My cousin Jack has very low-functioning autism and is not one for
answering questions but, when I asked him about his horseback riding
lesson, he actually engaged in a conversation. I started volunteering
at Celtic Charms Horsemanship Therapy Barn a few weeks before he
started lessons, and it was hard work. I was on a lesson almost every
hour that I spent at the barn, leading horses that wanted nothing to
do with me or walking alongside students that had short attention
spans. I had to run alongside a fifteen hundred pound (or more)
animal while it trotted across the indoor and outdoor arenas,
depending on the weather (and I volunteered in all kind of weather,
from sweltering to below freezing). Some weeks, I was there several
days for a few hours, and others I was there for the entire day. As
taxing as the work load was, however, I still decided to stay and
volunteer my time to this incredible cause.
Over time, I became a staple volunteer. I was always on call if they
ever needed someone to fill in and they started giving me different
tasks that required more experience. I began to administer
medications to horses, teach new volunteers during orientations, and
direct the afternoon feeding. I would be the first one in a stall
with an aggressive horse, I learned to be comfortable with handling
their feet, and I started to shadow the resident Veterinary
Technician. Volunteering with these horses, with those children,
inspired a new confidence in me and illuminated the career path that
I currently walk. I am in my third year of college, on my way to
becoming a Vet Tech, myself.
Even though I reside at my college, I was able to find similar
programs in my immediate area and I volunteer my time there. There is
nothing more precious than watching disabled people, children
especially, interact with these animals and return better for it.

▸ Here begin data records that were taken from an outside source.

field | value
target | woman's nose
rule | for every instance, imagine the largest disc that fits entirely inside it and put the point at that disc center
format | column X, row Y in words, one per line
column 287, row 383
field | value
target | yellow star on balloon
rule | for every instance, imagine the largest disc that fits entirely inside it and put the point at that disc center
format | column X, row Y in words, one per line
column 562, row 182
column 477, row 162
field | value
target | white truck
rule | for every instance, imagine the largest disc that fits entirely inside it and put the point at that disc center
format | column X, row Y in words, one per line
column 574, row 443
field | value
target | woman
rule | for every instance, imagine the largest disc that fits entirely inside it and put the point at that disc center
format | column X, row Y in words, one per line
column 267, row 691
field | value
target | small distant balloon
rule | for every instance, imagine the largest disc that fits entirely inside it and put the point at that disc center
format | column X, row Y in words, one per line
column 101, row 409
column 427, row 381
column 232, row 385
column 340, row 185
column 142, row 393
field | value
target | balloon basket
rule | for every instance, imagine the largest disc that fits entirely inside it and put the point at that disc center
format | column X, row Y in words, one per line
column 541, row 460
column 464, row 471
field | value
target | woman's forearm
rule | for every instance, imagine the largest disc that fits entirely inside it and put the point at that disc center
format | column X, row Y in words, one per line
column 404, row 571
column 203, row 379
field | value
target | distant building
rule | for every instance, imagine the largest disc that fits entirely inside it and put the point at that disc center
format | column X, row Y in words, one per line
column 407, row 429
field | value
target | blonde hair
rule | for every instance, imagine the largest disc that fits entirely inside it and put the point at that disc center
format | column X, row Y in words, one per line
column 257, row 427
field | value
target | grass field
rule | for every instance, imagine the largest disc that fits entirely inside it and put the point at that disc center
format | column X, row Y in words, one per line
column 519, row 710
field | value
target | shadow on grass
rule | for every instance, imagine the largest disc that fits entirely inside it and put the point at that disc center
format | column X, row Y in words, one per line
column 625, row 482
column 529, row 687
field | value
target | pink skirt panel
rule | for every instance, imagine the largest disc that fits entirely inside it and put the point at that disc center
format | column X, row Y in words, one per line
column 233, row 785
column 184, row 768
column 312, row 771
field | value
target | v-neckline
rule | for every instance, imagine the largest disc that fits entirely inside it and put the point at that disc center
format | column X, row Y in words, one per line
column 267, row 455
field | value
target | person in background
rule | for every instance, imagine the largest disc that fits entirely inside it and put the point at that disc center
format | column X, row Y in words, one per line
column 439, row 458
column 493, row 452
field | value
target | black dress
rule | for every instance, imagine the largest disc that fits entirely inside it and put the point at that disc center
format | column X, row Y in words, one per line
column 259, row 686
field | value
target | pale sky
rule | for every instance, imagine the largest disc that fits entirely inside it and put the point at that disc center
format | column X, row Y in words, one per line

Though I prefer working with the horses and do not interact with the
students as often as I used to, I am still able to recognize the
change. Extremely vocal students learn to be less loud, overly
energetic students become more demure. They understand that the
horses need a quiet, calm atmosphere and they comply.
Years from now, if I met any of these students on the street in their
normal, everyday lives, I know that I will have made a difference.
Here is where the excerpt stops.